Difficile anche, a questo punto, conciliare la realtà di Israele con l’ideale di Democrazia che ne ha ispirato la creazione e lo sviluppo, e che inoltre le ha fornito le basi per la fondamentale posizione internazionale che riveste oggi: che sia arrivato il momento di eliminare, per amore di coerenza, uno dei due poli?
In tal caso, è chiaro che Israele rimarrà lì dov’è ora, forte della sua concretezza e solidità politica ed economica, mentre la democrazia, in crisi un po’ dappertutto, può venire sacrificata senza troppe ripercussioni. Non ci saranno degli intransigenti e invadenti Stati Uniti che imporranno l’attuazione dei principi democratici; né un’Europa veramente indignata che sarà disposta a sacrificare gli ormai stellari benefici derivanti dai rapporti e dagli scambi (soprattutto in ambito militare) intrattenuti con lo Stato di Israele.

Ho accennato alla filosofia più sopra, mi si permetta di spendere due parole in proposito: notoriamente il pensiero ebraico ha apportato preziosi e inestimabili contributi alla storia delle idee. Nel corso del Novecento, troviamo molti pensatori di origine ebraica che aderiscono anche, in gradi diversi, al sionismo: un esempio è Hans Jonas, filosofo di grande importanza per la riflessione morale e bioetica, ma anche teologica e metafisica, che nel retrospettivo Memorie parla diffusamente delle proprie idee politiche. Il fatto che in un passo del libro l’autore ammetta apertamente che, nella sua entusiastica e attiva (anche militarmente) adesione al sionismo, prima dell’effettiva creazione dello Stato di Israele, non abbia mai preso veramente in considerazione il problema che sarebbe inevitabilmente emerso in relazione alla popolazione araba, appare come un apprezzabile atto di onestà intellettuale. Eppure, il fatto che chi ha scritto “Il Principio Responsabilità” sia caduto nell’errore di considerare la questione palestinese come secondaria in relazione al più grande progetto di costruzione di una patria per il popolo ebraico ci dice forse qualcosa sullo spirito che ha animato l’iniziativa.
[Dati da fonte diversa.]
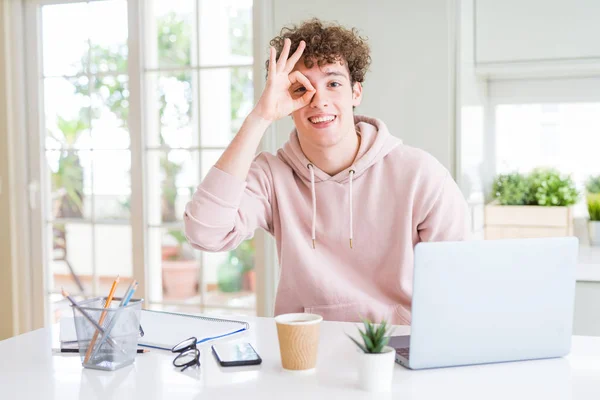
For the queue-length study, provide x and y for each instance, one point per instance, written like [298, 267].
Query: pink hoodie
[365, 222]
La questione palestinese è forse sempre stata solo un effetto collaterale, mai un vero fattore di influenza, nel progetto sionista, che pur si ispira a ideali democratici se non, in certi casi, comunistici. Cosa rimane, di questi ideali illuminati, lo si può vedere nei canali mediatici di forte tendenza sionista come il sito dell’Associazione italo-israeliana israele.net, in cui l’opposizione tra ebrei e palestinesi viene presentata come uno scontro tra tifoserie travestito da “fine” satira. Ed ecco che risulta accurata la scelta della parola “farsa”, usata da Levy per descrivere l’immagine, di cui tutto il mondo ha finora fruito, di uno Stato israeliano “ebraico e democratico”.

È giunto quindi il momento di lasciare perdere le ipocrisie e annoverare anche Israele, roccaforte occidentale in Medio Oriente, nella deriva autoritaria che sta investendo gran parte dell’Europa e del cosiddetto “Primo Mondo”.
Ciò che Jeff Halper chiama “impegno astratto alla Democrazia”, che fornirebbe un sipario di correttezza e uguaglianza ai veri interessi di espropriazione ed espansione che si portano avanti dietro le quinte, va sempre più dissolvendosi, mentre sempre più importanza arriva a rivestire la parola Nazione, in nome della quale tutto è permesso, compresa l’aperta discriminazione, l’ingiustizia e la violenza. La contraddizione che emerge dalle idee di uno Stato per gli ebrei – e per gli ebrei soltanto – e di Democrazia è stata infine pubblicamente messa in evidenza: si tratta, ora, di prendere le misure necessarie per superarla.